セブンスデー・アドベンチスト教会

キリストの弟子のしるし

キリストの弟子のしるし

「わたしは、新しいいましめをあなたがたに与える、互に愛し合いなさい。わたしがあなたがたを愛したように、あなたがたも互に愛し合いなさい。互に愛し合うならば、それによって、あなたがたがわたしの弟子であることを、すべての者が認めるであろう」(ヨハネによる福音書13章34、35節)。

「信徒は弟子に」と、私たち日本教団は目標を掲げています。イエス・キリストは、自分の弟子のしるしは互いに愛し合うことだと言われました。

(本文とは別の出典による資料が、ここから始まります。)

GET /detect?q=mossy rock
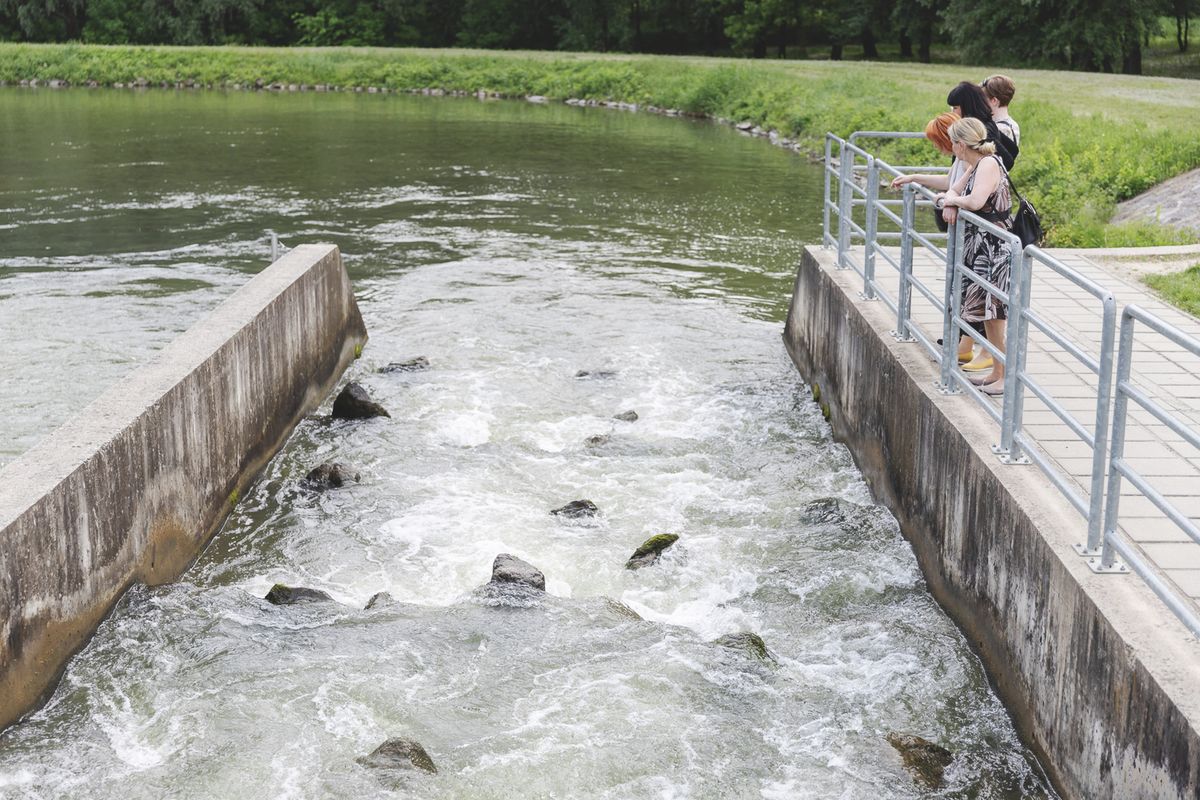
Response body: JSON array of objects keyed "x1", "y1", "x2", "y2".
[
  {"x1": 358, "y1": 738, "x2": 438, "y2": 775},
  {"x1": 551, "y1": 500, "x2": 600, "y2": 519},
  {"x1": 331, "y1": 383, "x2": 391, "y2": 420},
  {"x1": 887, "y1": 730, "x2": 954, "y2": 789},
  {"x1": 625, "y1": 534, "x2": 679, "y2": 570},
  {"x1": 364, "y1": 591, "x2": 396, "y2": 610},
  {"x1": 713, "y1": 631, "x2": 775, "y2": 662},
  {"x1": 264, "y1": 583, "x2": 334, "y2": 606},
  {"x1": 379, "y1": 355, "x2": 430, "y2": 372}
]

教会はキリストの弟子の共同体であり、互いに愛し合い、さらにその隣人・地域社会を愛していこうと努めます。先月号の「特集―教会は光と塩に」の中で、多くの教会がその隣人・地域社会を愛していこうとしている様子が報告されていました。各機関も地域社会において、人々を愛する具体的な奉仕の業に励んでいます。

イエス・キリストは、マタイ24章において、終わりの時代には「不法がはびこるので多くの人の愛が冷える」と予告なさいました。社会の分断が進んでいます。インターネットがその傾向に拍車をかけました。敵味方を峻別して内の結束を図る手法が政治に常用され、同じマインドが一般社会にも広がっています。教会の中でも同じことが起こりえます。私たちはお互いに信頼し合う基盤を徐々に失っているようです。まさしく不法がはびこるので愛が冷えているというイエス・キリストの預言が成就していると言えます。

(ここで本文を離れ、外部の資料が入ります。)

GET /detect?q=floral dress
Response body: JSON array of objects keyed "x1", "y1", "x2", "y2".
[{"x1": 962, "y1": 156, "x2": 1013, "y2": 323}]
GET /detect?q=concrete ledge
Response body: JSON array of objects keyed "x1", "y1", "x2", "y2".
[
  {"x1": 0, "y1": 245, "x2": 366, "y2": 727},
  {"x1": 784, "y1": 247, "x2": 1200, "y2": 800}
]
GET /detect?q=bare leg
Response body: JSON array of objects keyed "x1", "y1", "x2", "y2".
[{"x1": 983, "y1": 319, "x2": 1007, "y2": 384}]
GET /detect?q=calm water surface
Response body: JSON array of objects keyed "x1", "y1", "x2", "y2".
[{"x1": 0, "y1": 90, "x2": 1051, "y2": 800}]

しかしイエスはまた、「最後まで耐え忍ぶ者は救われる」と約束しておられます。何を耐え忍ぶのか、文脈から言えることは、耐え忍んで愛を信じ続けることです。神の愛の真実を、イエス・キリストを信じ続けることです。

哲学者ホッブスの言った「万人の万人に対する闘争」という社会の崩壊を避けるために、権威の強化が必要だと主張する声がこれからますます強くなるでしょう。人権や良心の価値より安全保障を優先すべきとの声はすでに広がっています。その中でなお私たちを罪から救い、罪人をキリストの愛の弟子へと救済し、変革していく主なる神の救済の業を、教会は体験します。そして、愛し合いなさいという主イエスの命令に日ごとに従っていきます。その神の愛のリアリティが教会で実現していることを疑わないことです。そのことによって、私たちは終わりの時代に希望の証人となり、神の子となります。パウロがローマ8章で予告した通りです。

「被造物は、実に、切なる思いで神の子たちの出現を待ち望んでいる」(ローマ人への手紙8章19節)。
世界は神の子たちの出現を待っています。分断された世界、そして強権による救済を求める世界が、実は心の奥底では、キリストによって愛され、愛し合うキリストの弟子たちの出現を待っているのです。